Powering a plane requires a lot of electricity…everything from cockpit computers to HD touch screens. On the military side, more power means better weaponry. President of GE Aviation Systems Electric Power Vic Bonneau says next-generation aircraft will demand up to four times more power than today.
“Ultimately aircraft are much more electric. You get in an airplane today and the seat’s electric, the display’s electric, the whole in-flight entertainment. None of that, none of that existed ten years ago and it just keeps growing.”
- Electrical requirements have jumped
- Equipment has become larger and larger
- Generators went from producing 40-60w to 250,000w
- To save space, systems are being integrated.

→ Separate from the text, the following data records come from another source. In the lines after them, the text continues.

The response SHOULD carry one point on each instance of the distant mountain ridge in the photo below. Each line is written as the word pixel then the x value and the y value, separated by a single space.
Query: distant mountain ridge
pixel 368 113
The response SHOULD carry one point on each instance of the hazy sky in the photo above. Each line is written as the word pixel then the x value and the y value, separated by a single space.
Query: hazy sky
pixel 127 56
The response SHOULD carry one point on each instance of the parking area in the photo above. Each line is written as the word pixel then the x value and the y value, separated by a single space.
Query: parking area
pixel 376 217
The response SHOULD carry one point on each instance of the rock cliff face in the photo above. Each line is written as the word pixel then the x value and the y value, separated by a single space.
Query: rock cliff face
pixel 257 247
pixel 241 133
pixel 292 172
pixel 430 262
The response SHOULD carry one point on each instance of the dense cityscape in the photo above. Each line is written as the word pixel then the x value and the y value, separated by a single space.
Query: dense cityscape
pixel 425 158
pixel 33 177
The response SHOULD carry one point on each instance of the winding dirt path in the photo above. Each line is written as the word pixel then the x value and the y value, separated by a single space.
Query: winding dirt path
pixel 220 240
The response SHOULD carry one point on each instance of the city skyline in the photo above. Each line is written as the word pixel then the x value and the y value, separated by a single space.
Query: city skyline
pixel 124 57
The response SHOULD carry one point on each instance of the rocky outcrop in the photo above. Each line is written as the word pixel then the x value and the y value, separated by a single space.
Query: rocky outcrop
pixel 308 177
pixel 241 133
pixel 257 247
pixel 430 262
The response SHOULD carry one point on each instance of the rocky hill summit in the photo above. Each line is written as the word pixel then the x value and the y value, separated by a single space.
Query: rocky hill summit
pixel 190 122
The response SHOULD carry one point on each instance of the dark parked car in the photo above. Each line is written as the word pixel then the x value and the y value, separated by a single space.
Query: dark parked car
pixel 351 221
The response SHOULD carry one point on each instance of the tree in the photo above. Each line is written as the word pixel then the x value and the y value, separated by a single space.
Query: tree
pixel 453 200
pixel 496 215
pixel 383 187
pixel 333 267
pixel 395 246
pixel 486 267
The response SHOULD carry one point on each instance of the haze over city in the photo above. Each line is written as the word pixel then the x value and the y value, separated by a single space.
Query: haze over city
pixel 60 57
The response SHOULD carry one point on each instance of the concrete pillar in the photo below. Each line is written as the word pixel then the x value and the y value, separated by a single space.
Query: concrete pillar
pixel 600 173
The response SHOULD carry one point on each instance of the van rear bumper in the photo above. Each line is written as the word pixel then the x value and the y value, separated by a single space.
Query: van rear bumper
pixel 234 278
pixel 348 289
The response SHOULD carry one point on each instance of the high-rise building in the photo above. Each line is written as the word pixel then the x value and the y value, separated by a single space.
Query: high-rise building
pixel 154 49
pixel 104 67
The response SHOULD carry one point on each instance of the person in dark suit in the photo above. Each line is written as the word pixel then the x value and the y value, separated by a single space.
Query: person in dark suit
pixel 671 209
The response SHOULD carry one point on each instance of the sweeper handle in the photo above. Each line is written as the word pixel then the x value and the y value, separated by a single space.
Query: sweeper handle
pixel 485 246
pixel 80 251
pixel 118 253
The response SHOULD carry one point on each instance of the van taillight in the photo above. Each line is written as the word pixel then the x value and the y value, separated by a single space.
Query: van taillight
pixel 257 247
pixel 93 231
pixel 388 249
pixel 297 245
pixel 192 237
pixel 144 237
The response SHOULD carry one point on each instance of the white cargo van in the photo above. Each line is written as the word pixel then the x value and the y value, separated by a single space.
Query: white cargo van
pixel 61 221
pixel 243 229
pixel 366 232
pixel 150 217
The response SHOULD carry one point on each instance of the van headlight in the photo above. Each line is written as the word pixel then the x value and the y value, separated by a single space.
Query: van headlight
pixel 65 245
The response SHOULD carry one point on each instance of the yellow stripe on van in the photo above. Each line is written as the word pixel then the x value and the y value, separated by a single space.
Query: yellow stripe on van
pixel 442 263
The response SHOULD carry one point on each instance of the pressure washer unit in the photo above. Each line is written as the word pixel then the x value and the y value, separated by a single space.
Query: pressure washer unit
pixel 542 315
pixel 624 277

By the end of the year the new $50 million research and development center will employ about 60 people. That number will rise to between 150 and 200 people in the next five years. It's on UD's campus near Wright Patterson Air force Base and GE's Vandalia generator plant, where researchers will predict how next generation aircraft and hybrid vehicle electrical systems will perform and correct problems before the hardware is built. This will be a collaborative effort between GE and it's customers:
- Lockheed Martin
The University of Dayton's role
The University of Dayton will be a collaborator. Mickey McCabe, VP of Research for UD says it will involve the students, the faculty and the researchers. "It's about helping a Fortune 10 company create and discover new ways to do better things with their products. The students will benefit because they'll come to UD, knowing there's an opportunity to work at a GE research center. GE will have the opportunity to select a few students, have them work in laboratories and see how they perform over a couple of years."
GE is branching out
GE Aviation is known best for designing, developing and manufacturing aircraft engines. The engines connect to GE generators which make the electricity. The cables from the generators go into distribution equipment throughout the plane. It’s this arena, the distribution of power, that GE is trying to become a bigger player. Far and away the leader is UTC Aerospace Systems. However GE says it’s electrical power systems business is on track to double from 2009 to 2014.
This fall UD will have a new curriculum in engineering with a focus on electric power. It’s relevant considering in the future engines are expected to be started electrically. Bonneau says eventually the engine and the electric system could be tied together and GE could sell them as a unit.